Le risque de contamination d’ADN entre individus nous oblige à porter des gants et à stériliser le matériel de travail d’un individu à un autre. Sur la photo, Ines Carrasquer, étudiante en doctorat chargée du projet, échantillonne des individus de Bombus pascuorum, le bourdon des champs, dans la collection entomologique de l’École polytechnique fédérale de Zurich.
© Aristide Parisod

Des questions en suspens

Suite à l’échantillonnage dans les collections, nous retournerons cet été sur le terrain avant de commencer les analyses au laboratoire. C’est dans une année, en 2023, que nous aurons les premiers résultats grâce auxquels nous pourrons répondre à certaines des questions cruciales posées plus haut, ainsi qu’à une myriade d’autres interrogations. Quand est-ce que le déclin a commencé ? Avant ou après la deuxième guerre mondiale ? Est-ce que tous les insectes ont décliné en même temps ou alors est-ce que certains groupes ont été davantage touchés ? Quelle proportion des populations a concrètement disparu ? Est-ce que les populations de plaine ont souffert d’un déclin plus prononcé par rapport à celles des Alpes ?
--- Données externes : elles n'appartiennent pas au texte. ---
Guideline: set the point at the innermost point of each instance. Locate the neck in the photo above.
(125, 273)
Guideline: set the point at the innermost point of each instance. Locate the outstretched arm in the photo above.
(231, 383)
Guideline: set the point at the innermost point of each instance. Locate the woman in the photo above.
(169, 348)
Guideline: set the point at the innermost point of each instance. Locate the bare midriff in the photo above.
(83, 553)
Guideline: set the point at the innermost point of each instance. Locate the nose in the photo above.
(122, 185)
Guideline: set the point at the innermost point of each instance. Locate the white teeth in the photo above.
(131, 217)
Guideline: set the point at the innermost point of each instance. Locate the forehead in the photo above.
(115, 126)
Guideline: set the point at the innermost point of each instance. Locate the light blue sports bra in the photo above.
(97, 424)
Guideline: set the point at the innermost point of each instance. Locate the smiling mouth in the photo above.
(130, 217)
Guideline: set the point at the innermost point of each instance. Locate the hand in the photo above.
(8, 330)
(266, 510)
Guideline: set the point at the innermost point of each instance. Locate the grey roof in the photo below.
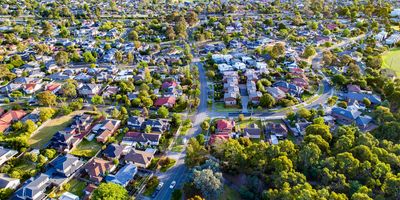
(124, 175)
(360, 96)
(351, 114)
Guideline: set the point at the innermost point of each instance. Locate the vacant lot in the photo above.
(391, 60)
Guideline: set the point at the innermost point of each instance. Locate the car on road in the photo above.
(172, 185)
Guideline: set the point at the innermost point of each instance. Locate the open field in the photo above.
(391, 60)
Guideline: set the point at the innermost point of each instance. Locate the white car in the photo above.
(172, 185)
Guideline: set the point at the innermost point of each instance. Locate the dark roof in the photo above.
(113, 151)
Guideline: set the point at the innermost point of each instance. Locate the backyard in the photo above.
(44, 133)
(391, 60)
(87, 148)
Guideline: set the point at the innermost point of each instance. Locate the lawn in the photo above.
(229, 194)
(247, 122)
(46, 132)
(75, 187)
(168, 166)
(220, 107)
(391, 60)
(87, 148)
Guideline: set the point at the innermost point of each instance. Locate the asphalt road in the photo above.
(179, 172)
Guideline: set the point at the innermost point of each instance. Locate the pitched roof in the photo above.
(223, 124)
(113, 151)
(12, 115)
(165, 100)
(139, 157)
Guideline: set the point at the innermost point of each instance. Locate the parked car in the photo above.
(172, 185)
(160, 186)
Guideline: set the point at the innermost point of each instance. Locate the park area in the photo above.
(391, 60)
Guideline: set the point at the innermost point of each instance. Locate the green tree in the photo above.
(163, 112)
(97, 100)
(47, 98)
(267, 101)
(195, 153)
(110, 191)
(62, 58)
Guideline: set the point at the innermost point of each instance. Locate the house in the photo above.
(97, 168)
(63, 141)
(225, 126)
(135, 122)
(168, 102)
(275, 92)
(157, 125)
(143, 139)
(6, 154)
(53, 87)
(139, 158)
(88, 191)
(68, 196)
(113, 151)
(34, 188)
(110, 91)
(351, 96)
(353, 88)
(107, 129)
(10, 117)
(64, 166)
(89, 90)
(277, 129)
(346, 116)
(8, 182)
(252, 131)
(31, 88)
(124, 175)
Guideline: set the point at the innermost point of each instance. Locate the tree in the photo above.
(46, 113)
(304, 113)
(47, 29)
(208, 182)
(309, 51)
(278, 50)
(319, 129)
(133, 35)
(267, 101)
(47, 98)
(163, 112)
(170, 33)
(374, 62)
(62, 58)
(205, 125)
(192, 18)
(180, 27)
(118, 56)
(97, 100)
(110, 191)
(88, 57)
(195, 153)
(64, 32)
(69, 89)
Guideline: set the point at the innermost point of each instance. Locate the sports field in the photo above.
(391, 60)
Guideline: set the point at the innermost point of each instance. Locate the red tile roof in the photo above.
(165, 101)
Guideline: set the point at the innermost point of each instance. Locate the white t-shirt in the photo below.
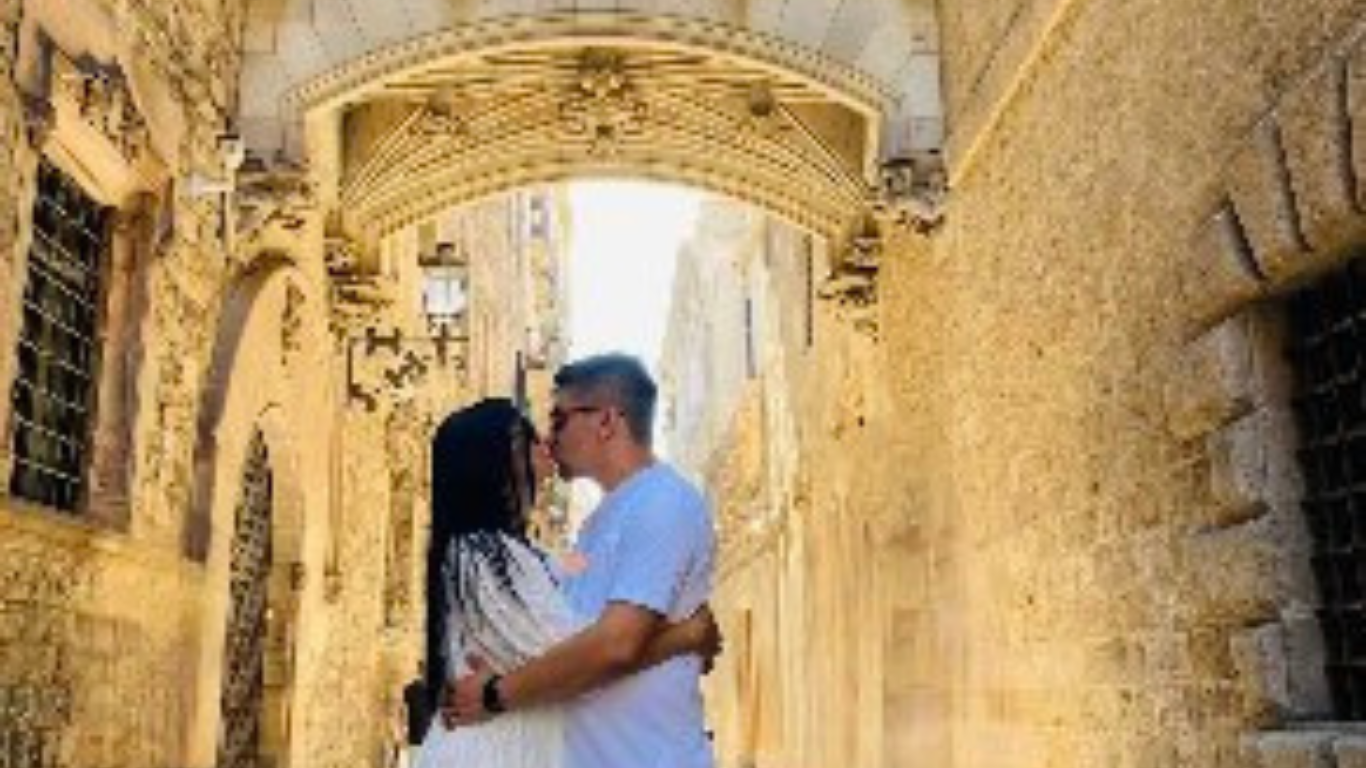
(649, 543)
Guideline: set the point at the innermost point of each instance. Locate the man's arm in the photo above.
(611, 648)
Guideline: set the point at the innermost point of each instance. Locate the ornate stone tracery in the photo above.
(245, 647)
(496, 119)
(604, 105)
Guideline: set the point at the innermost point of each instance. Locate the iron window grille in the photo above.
(58, 347)
(1328, 354)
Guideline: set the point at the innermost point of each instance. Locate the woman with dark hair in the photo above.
(495, 595)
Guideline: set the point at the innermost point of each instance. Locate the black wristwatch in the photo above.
(492, 697)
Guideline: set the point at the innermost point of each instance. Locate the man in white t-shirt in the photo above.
(649, 552)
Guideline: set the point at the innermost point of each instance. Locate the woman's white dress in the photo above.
(507, 633)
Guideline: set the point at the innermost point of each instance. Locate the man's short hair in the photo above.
(622, 380)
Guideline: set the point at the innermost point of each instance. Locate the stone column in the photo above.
(111, 442)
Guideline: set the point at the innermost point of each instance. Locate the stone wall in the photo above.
(1082, 591)
(221, 325)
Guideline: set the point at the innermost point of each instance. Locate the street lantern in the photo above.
(445, 273)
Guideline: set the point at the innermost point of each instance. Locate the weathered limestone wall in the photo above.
(786, 450)
(1051, 517)
(1081, 586)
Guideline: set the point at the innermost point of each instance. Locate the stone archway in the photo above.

Les données que nous allons produire pourront également être utilisées pour déterminer jusqu’où ira le déclin des insectes si nous ne changeons pas notre impact sur l’environnement (physique et chimique) de leurs habitats. Mais indépendamment des résultats à venir de notre étude, nous pouvons dès à présent agir pour empêcher le déclin de se poursuivre. En encourageant l’agriculture biologique par exemple, et en développant un maximum d’aires naturelles protégées avec une gestion humaine minimale.

Agissons maintenant pour protéger nos insectes !

La campagne de terrain de cet été nous a permis de profiter du soleil et des paysages helvétiques. Sur la photo, Jérémy Gauthier, membre de l’équipe decliNe, est à la recherche de l’azuré commun et est en train de vérifier l’identification du papillon qu’il vient d’attraper dans son filet. Si ce n’est pas le cas, il laissera partir l’individu tout de suite, par contre, s’il s’agit de l’espèce ciblée, il prélèvera une de ses six pattes avant de le relâcher.